たとえば、現在進んでいる"アナログ跡地競売"では、パブリック・セーフティ・ネットワーク(公安網)整備を熱心に推進してきた。米国では2009年2月にデジタル放送へと移行し、アナログ放送に使っていた700MHz帯が政府に返還される。アナログ跡地競売は、この帯域を携帯電話やブロードバンド無線に再割り当てするための競売で、2008年1月から行われている。グーグルが参加して話題を呼んでいる同競売では、全米の消防・警察・湾岸警備など公安機関が利用する公安網整備のプロジェクトも含まれている。マケイン議員は、この公安網プロジェクトのルール作りに熱心だった。
また、ハイテク関連の税制優遇では、インターネット・フリー・タックス(ネット取引の課税免除)の恒久化(現在は時限立法)、携帯電話への課税撤廃を表明している。また、企業における研究開発費への税制優遇も言及している。そのほか、インターネットで問題となっているスパム問題の解決をFTC(連邦取引委員会)に促している。
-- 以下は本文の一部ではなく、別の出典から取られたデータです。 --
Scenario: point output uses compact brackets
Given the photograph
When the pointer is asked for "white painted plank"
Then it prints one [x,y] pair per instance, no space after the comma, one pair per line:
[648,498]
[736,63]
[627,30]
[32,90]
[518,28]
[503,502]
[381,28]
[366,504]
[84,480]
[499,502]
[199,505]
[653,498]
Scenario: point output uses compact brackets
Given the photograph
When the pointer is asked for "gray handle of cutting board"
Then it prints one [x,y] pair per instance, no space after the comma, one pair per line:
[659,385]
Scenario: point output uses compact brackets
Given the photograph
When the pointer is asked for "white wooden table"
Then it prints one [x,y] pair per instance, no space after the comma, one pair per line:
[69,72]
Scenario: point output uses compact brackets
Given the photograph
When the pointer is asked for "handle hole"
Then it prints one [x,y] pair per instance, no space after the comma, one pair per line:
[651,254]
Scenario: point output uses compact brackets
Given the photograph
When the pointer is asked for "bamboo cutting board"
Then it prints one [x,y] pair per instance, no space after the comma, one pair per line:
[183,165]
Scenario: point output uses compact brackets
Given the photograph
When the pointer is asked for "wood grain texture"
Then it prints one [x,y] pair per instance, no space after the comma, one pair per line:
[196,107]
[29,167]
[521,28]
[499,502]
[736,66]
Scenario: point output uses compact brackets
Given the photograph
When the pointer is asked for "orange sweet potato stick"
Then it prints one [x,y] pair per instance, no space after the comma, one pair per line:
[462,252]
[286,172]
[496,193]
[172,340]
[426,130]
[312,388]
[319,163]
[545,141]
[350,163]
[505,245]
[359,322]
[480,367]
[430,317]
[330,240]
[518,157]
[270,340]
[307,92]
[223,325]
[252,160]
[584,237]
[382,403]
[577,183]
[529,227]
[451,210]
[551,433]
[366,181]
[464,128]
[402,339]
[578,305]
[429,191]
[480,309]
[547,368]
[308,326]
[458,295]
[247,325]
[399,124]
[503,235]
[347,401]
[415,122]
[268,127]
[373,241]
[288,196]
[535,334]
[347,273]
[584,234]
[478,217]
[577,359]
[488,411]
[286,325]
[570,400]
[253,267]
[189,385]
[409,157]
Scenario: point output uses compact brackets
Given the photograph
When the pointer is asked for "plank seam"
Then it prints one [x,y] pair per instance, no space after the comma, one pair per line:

一方、ネット中立性問題(3)については慎重な態度を示している。不当なアクセス制限がないようにすることは重要だが、大手企業のネットワーク投資が回収できなければ、ブロードバンドの整備は進まないとして、中立性法案からは距離を置いている。これまでブッシュ政権が進めてきた政策を同氏も議会で支援してきた立場にあり、いずれの提案も当然の発言で、特に目新しいことはない。
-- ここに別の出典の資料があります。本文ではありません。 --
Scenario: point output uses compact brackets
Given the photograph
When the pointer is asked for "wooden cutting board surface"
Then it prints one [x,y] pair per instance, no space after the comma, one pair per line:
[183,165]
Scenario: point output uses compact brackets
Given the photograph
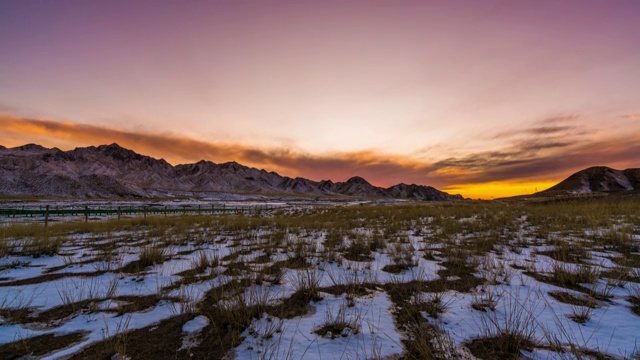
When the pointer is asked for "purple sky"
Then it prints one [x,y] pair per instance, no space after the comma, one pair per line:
[503,96]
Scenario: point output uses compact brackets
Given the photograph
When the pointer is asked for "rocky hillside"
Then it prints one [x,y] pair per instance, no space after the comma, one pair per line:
[597,179]
[110,171]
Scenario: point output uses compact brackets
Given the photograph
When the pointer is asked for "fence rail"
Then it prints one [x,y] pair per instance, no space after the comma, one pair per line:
[47,212]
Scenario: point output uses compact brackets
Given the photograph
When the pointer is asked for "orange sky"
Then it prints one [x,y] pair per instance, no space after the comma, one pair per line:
[487,99]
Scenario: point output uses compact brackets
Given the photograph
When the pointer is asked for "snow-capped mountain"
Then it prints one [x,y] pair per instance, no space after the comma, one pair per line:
[111,171]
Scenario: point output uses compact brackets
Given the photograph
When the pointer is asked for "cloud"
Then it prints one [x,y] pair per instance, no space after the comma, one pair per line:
[631,116]
[528,158]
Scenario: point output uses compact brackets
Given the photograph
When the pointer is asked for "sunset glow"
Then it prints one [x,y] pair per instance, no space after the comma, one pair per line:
[486,99]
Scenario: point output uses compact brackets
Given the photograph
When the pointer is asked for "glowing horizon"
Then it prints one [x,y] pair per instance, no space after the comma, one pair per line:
[488,99]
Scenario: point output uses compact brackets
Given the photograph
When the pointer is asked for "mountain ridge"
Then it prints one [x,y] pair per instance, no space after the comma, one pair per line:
[112,171]
[597,179]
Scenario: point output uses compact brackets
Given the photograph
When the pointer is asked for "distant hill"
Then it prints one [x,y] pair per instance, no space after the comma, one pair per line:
[111,171]
[597,179]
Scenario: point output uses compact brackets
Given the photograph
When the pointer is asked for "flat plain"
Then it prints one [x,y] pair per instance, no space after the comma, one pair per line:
[455,280]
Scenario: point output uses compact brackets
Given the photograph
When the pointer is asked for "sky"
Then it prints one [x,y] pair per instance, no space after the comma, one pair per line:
[482,98]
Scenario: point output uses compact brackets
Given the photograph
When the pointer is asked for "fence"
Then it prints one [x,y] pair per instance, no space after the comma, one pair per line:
[48,212]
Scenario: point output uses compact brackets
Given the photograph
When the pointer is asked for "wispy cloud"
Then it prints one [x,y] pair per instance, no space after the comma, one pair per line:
[631,116]
[527,158]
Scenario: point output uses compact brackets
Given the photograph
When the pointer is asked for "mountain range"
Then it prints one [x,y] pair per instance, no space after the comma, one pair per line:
[111,171]
[597,179]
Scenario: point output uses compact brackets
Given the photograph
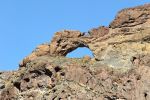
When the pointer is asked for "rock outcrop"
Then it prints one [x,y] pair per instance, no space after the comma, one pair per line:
[120,69]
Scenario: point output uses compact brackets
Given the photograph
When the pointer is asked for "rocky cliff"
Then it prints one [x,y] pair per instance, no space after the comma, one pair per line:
[120,69]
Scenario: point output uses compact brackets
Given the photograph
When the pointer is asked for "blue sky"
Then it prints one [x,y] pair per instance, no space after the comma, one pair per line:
[24,24]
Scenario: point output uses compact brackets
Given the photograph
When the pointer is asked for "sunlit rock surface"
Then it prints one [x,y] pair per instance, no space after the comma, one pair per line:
[120,69]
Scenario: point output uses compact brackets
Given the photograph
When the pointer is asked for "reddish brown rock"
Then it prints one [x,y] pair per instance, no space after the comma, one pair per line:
[120,69]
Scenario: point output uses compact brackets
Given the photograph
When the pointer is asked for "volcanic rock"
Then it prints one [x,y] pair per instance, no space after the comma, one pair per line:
[119,70]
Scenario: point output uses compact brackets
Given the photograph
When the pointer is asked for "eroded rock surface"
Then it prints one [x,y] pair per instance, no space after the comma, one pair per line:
[120,69]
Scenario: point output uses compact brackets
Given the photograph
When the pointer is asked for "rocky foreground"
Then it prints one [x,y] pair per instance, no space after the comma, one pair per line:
[120,69]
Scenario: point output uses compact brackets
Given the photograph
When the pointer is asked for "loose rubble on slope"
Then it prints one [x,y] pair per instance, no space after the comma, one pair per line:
[120,69]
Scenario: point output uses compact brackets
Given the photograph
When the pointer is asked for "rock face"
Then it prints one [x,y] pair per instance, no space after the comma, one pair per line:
[120,69]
同氏は、政府の研究開発強化を重視し、予算の拡大を訴えているほか、ハイテク業界ではシスコ・システムズのジョン・チェンバーズ会長やマイクロソフトのスティーブ・バルマーCEOとも親しい。
ジョン・マケイン氏は、共和党のなかでは情報通信放送業界に明るいが、基本的にはブッシュ/共和党政権のハイテク行政を踏襲する。その意味で、大手電話会社やCATV事業者に好ましい政策運営者といえるだろう。
(1) スーパー・チューズデーは火曜日に行われるので、このように名前がついており、筆者は、火曜日以外の開催は聞いたことがない。ただ、毎回の大統領選挙で、スーパー・チューズデーの日にちは変わる。文献を調べる限り、ほかの曜日になる可能性があるかないかは不明。
(2) ハッカビー氏は科学者に人気がない。同氏は進化論を否定しているためだ。その背景には、同氏がキリスト教プロテスタント、バプテスト派の牧師であり、神の存在を否定する進化論に同意できない立場にあるため。全米科学アカデミーは、同氏が大統領になると「学校で進化論を教えられなくなる」との懸念を表明している。ただ、同氏は最近、反進化論の主張を和らげている。
(3) 特定のサイトやアプリケーションをブロードバンド・プロバイダーが制限することに反対する動き。ネットワーク中立論は、ブロードバンド事業者の不当アクセス制限と、コンテンツ・プロバイダーのただ乗り論という二つの側面がある。